Kiali, a developer journey — Day 2: Please Kube, what can I do?
Previously in “a developer journey”: Day 1, Some Background
Last week, I submitted a pull request that ended up being reverted due to a serious drop in performances in some pages. Woops. The goal of this PR was to get Kiali permissions from the Kubernetes cluster, for some operations like editing or deleting Istio objects, such as a virtual service.
At the moment, Kiali is a read-only software:
It makes you see what’s going on in your service mesh, view configured Istio resources, but you cannot bring any modification from Kiali. This is going to change. The first step is to read our own permissions from the Kubernetes cluster in order to, later, present the relevant actions in the GUI.
After some research and help from the team we decided to use the Kube’s SelfSubjectAccessReview request, from the authorization API. The performance drop that was experienced previously was due to running many queries against the Kubernetes API, as it expects only a single combination of parameters per query. So we had one query per combination of:
- verb (we want to get permissions for create, update and delete)
- resource type (such as destinationrules, virtualservices, etc. We manage 7 different types at the moment)
And of course, these queries cannot be grouped via the Kube go-client (as far as I know).
Consequently, while fetching the list of Istio resources in Kiali, we were performing 21 requests multiplied by the number of namespaces displayed. After thinking a while about caching Kiali permissions per namespace, we finally decided to simplify the task and fetch permissions only while loading a single Istio resource, and not while loading the list of all resources. Which boils down to just 3 queries (one per verb). Of course it means that we won’t be able to show edit or delete buttons from the list, but sometimes it’s better to accept trade-offs.
By the way: such discussions can take place on IRC #kiali, on the mailing list or sometimes directly in pull request comments or in JIRA comments.
Now that the context is set, let’s code! (don’t flee, it’s a small task, going to be quick and easy!)
The following changes are required:
1: Add permission flags in our model that is returned by the IstioConfigDetails endpoint. It’s the one called from that page:
The model structures used for the REST API are in… /models, you get it. So here it’s /models/istio_config.go. View changes.
2: Update the business layer (in /business). It is responsible for calling the lower layer clients (here, kubernetes client) and then it builds the REST API model. Within the existing GetIstioConfigDetails function, I’m adding a call to in.k8s.GetSelfSubjectAccessReview within a goroutine. View changes.
4: Adding a small test on the business layer, and we’re almost done. In VSCode, it’s possible to run a single tests from within the IDE:
Now is time to test (for real).
I always have a running OpenShift, most of the time using oc cluster up. There are many alternatives. You can run Maistra / istiooc, Minikube, Minishift, have a cluster provided somewhere using Rancher, Google Cloud or a vanilla Kubernetes… up to you.
make clean build test will build the binary and make sure there’s no broken test.
make docker-build openshift-deploy will… you get it! Build the docker image and deploy it on OpenShift.
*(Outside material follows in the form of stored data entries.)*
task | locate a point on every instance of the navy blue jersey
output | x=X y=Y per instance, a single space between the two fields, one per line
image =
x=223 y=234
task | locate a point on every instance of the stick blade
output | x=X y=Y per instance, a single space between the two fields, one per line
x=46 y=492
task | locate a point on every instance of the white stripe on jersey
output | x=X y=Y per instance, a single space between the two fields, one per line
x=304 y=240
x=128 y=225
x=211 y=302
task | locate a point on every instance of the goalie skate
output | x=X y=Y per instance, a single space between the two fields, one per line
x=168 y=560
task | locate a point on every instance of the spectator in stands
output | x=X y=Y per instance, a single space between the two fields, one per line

After Kiali is deployed in the cluster, I can see that the permissions appear in the response, when navigating to an Istio Config item:
Last thing before I commit, since I modified the REST API model, is to regenerate swagger doc (which of course I forgot to do):
This will feed later our website’s API documentation: https://www.kiali.io/api/.
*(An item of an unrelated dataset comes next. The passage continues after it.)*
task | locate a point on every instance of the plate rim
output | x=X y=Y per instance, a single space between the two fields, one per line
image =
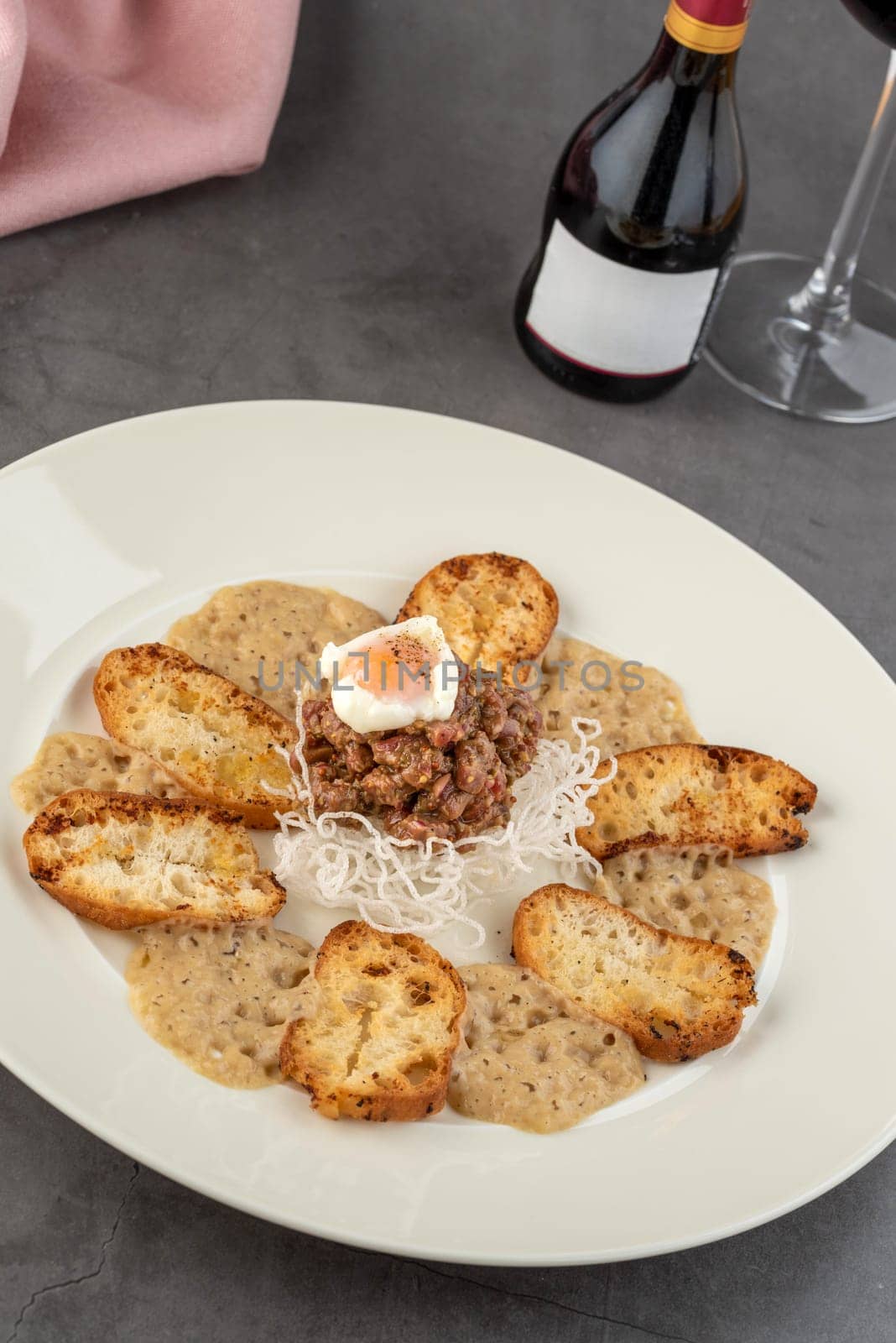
x=172 y=1170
Finally, a Pull Request is opened, reviewed by peers, further discussions and changes may of course still happen before it is merged.
It’s the end of the day… I hope it was helpful for anyone willing to contribute and to help us improve Kiali!
: You may ask, why Go? Well, the language itself has pros and cons, but a good reason is that Kiali relies on other softwares also written in Go: Istio, Kubernetes, Prometheus. Hence it can consume their native API and models directly as lib dependencies, easily keeping it up-to-date. For the same reason, it makes it easy to build bridges with the related softwares and share communities.